Now, Ottawa Centre NDP candidate Angella MacEwen promises an inquiry into the decision-making process behind the location of the new Civic. She says there is still time to look into the issue, as construction for the hospital itself isn't slated to begin for a couple of years.
While MacEwen doesn't specifically promise to relocate the Civic to Tunney's, she keeps the option open.
WATCH | Yasir Naqvi on resident concerns about new hospital location:
Liberal candidate Yasir Naqvi says, while more community consultation is needed, the focus should be on better integrating transit into the farm site at Dows Lake.
In particular, he promises to build an entrance on the south side of Carling Avenue at the Dows Lake LRT station that would connect directly with the hospital site.
The current plans have the station only on the north side of Carling, across the street from where the hospital is being proposed.
He also vows to make sure there is no further development on the farm.

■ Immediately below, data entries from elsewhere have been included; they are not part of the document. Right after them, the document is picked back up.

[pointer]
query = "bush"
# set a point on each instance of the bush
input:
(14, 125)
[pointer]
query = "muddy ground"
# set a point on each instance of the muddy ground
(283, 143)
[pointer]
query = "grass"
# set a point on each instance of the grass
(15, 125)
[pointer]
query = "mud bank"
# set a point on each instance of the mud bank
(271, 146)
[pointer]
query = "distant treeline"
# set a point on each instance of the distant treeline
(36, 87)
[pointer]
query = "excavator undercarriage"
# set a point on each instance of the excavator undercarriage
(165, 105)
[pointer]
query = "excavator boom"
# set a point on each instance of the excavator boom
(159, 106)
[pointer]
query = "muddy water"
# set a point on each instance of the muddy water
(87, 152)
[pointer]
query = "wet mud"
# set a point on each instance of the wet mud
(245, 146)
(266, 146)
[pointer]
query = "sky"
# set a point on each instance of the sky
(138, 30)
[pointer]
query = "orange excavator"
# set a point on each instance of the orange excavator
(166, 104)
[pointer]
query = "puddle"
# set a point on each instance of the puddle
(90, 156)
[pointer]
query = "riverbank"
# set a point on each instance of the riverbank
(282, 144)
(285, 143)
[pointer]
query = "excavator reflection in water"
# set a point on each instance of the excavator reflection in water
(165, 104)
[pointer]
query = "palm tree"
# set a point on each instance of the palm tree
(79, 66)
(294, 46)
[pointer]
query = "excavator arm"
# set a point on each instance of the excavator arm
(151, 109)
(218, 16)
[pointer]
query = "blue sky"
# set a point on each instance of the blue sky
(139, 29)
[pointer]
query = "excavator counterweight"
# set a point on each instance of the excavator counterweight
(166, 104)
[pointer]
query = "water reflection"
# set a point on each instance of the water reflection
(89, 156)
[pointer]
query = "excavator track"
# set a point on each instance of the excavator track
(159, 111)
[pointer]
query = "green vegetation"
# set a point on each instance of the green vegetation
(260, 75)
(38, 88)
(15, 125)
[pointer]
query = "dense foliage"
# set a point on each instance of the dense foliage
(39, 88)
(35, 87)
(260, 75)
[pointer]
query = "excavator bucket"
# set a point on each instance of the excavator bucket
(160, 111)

"I want to introduce legislation to protect the Central Experimental Farm forever," he told CBC, while pledging to protect the rest of the farm from further development.
Buses, bridges and a library
When Greyhound shut down all its inter-city bus routes in Canada, that left people without affordable transit. It's a particular problem for low-income people and students, advocates argue, who can't afford a train or car.
MacEwen talked this week about the NDP's platform promise to create a national, non-profit, inter-city bus service that would also serve rural areas, including in Ottawa.
WATCH | Non-profit inter-city bus service should replace Greyhound:
The mayor also asked political parties whether they would uphold existing pledges to fund the new central library and the Chief William Commanda Bridge.
The city expects a federal contribution of more than $73 million for the library, and another $8 million to turn an unused rail bridge over the Ottawa River into a crossing for pedestrians, cyclists and skiers.
Unsurprisingly, the Liberals committed to the funding they had already pledged.
The Conservatives and New Democrats chose not to respond to the question. However, a few individual NDP candidates wrote the mayor to say the projects would be honoured.